|Eat your heart out, Ricardo Montalban, King of Khan - Photo by Wasabi Prime|
Trader Joes was the driving force behind this dish. It's a great store, full of amazing things you never knew you needed, but can't live without, and after bringing them home, you're not totally sure how to live with them either. Organic heirloom cherry tomatoes? Individually-sized Greek yogurt cups? Frozen pot de creme? My personal weakness is their snack aisle (Chili Lime Cashews, you complete me), and came across a package of their dried pineapple with chili spice. I had no idea what it tasted like or what I would do with it. By the Power of Compulsive Shopping, I had to have it!
Flash forward months later when I realize we've accumulated too many random items in the pantry, it's time to cook our way through this smorgasbord, and I recognize the package of red spice-flecked pineapple chunks. I thought as a joke, they would make for a fancy Hawaiian pizza, but the joke got less and less funny as I thought it may not taste like total crap.
In an UnRecipe-like fashion, I collected items I thought would be a good fit, but in atypical fashion, I actually started jotting things down. Why? I don't know -- let's just call it preparation for Thunderdome. I did use a flatbread recipe from Epicurious by Ben Ford, which was a nice return to breadmaking. The rest of it was a MacGyver meal of throwing together things and hoping I didn't end up making a pipe bomb instead of a pizza.
|Kickin' it with Flava-FLAV: spicy pineapple, sundried tomato pesto and heavenly ham - Photo by Wasabi Prime|
While the flatbread dough rose, I had enough time to make a simple pesto from sundried tomatoes. For the cheese, I chose fresh mozzarella, as it melts nicely, stringy-good, and the flavor won't compete with the other elements. I went back and forth on the ham, wondering if I should use proscuitto or not, but went with Black Forest as it's a bit meatier and not as salty. Because the spiced pineapple chunks were so strongly seasoned with chili and ginger, I didn't want it to be a Fight Club of flavors.
Once baked, the finished flatbreads were a satisfying combination of savory and sweet. The dry pineapple chunks soak up the surrounding moisture, so they soften by the time it's baked. The crust was doughy with a good bite to it, a delicious reminder that making bread isn't so difficult and very much worth the effort. I don't have a pizza stone, but was still able to get the small paddle-shaped flatbreads done with a bit of crispness.
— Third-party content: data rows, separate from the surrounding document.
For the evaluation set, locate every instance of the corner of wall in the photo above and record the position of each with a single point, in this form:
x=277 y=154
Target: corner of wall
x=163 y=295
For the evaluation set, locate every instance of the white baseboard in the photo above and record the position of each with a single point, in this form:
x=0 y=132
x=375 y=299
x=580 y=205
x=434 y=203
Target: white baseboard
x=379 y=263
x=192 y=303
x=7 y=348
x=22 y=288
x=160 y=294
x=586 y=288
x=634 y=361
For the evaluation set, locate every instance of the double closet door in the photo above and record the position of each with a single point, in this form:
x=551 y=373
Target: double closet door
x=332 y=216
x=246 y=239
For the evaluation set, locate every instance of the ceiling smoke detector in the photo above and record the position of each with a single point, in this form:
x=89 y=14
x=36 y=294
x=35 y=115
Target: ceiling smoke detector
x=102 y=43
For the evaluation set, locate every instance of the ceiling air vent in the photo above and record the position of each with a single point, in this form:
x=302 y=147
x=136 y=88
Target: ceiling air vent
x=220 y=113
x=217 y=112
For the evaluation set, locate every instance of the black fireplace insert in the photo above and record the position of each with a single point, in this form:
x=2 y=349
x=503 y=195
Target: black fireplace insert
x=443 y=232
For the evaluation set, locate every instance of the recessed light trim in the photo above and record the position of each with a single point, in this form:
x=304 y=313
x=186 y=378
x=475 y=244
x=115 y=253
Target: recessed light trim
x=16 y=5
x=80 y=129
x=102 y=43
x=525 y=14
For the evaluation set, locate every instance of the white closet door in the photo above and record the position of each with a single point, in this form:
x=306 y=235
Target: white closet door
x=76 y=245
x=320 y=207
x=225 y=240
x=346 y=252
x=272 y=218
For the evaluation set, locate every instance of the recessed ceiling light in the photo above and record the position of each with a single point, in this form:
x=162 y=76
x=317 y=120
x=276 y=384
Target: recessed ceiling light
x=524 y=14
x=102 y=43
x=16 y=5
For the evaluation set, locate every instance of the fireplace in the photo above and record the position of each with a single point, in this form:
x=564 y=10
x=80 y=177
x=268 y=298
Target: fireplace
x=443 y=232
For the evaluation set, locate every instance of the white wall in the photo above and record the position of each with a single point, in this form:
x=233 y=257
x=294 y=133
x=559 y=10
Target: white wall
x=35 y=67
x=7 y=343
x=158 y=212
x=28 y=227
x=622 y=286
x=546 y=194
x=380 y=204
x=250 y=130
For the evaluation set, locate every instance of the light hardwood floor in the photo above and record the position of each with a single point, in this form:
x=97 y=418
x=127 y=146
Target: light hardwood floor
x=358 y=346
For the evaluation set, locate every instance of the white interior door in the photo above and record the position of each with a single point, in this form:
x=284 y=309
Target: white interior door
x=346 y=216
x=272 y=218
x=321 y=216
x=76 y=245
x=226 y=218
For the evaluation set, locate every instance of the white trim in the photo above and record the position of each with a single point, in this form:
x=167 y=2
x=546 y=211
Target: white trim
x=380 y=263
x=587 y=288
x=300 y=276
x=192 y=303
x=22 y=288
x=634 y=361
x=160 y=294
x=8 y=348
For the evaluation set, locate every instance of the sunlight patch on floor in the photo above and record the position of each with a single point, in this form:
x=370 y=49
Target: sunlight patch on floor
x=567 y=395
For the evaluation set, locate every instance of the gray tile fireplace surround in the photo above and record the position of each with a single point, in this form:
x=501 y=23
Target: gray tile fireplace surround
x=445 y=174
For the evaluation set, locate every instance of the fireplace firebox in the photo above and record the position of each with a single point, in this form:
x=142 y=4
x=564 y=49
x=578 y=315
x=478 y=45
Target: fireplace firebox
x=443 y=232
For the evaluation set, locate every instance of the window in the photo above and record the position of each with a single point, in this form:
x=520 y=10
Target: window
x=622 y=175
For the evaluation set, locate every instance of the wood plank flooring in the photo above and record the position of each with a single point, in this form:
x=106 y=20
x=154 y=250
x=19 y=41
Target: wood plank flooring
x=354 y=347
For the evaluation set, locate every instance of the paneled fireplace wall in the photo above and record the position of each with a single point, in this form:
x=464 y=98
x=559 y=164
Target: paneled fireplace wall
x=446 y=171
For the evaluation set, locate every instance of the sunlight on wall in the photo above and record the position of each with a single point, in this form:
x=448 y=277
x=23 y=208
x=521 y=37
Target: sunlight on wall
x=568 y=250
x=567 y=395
The small shapes bake up quickly, which is good since they need to be baked prior to adding the pesto and toppings.
I often felt like the "Hawaiian Pizza" was akin to a plain pepperoni and cheese pizza -- boring and overdone. Approaching something I'm not excited about and finding a way to make it more interesting was a nice experiment that yielded delicious results.
|Heavenly ham and el diablo pineapple combine forces! - Photos by Wasabi Prime|
Fancy Fantasy Island Flatbreads
(makes 8 small flatbreads)
*use flatbread recipe from Epicurious
8 oz fresh mozzarella, torn into 8 segments
8 slices of Black Forest ham
1 package of spiced dried pineapple from Trader Joe's
sundried tomato pesto
3 0z bag of sundried tomatoes
3 garlic cloves
1/2 cup olive oil
1 tsp chopped oregano
1 tsp red pepper flakes
Waiting for bread to rise and/or bake, take tomatoes and garlic and pulse in a food processor until rendered to small, even-sized pieces. Add spices and let food processor break everything down into small bits before slowly adding the olive oil. Continue to mix in food processor until consistency is like a paste.
When flatbreads are done baking, remove from oven and reduce temperature to 350 degrees F. Spread the pesto on the flatbreads and divide the cheese, ham and pineapple across the eight flatbreads. Place back into the oven and let the cheese melt and brown slightly before serving. Commence omming and nomming.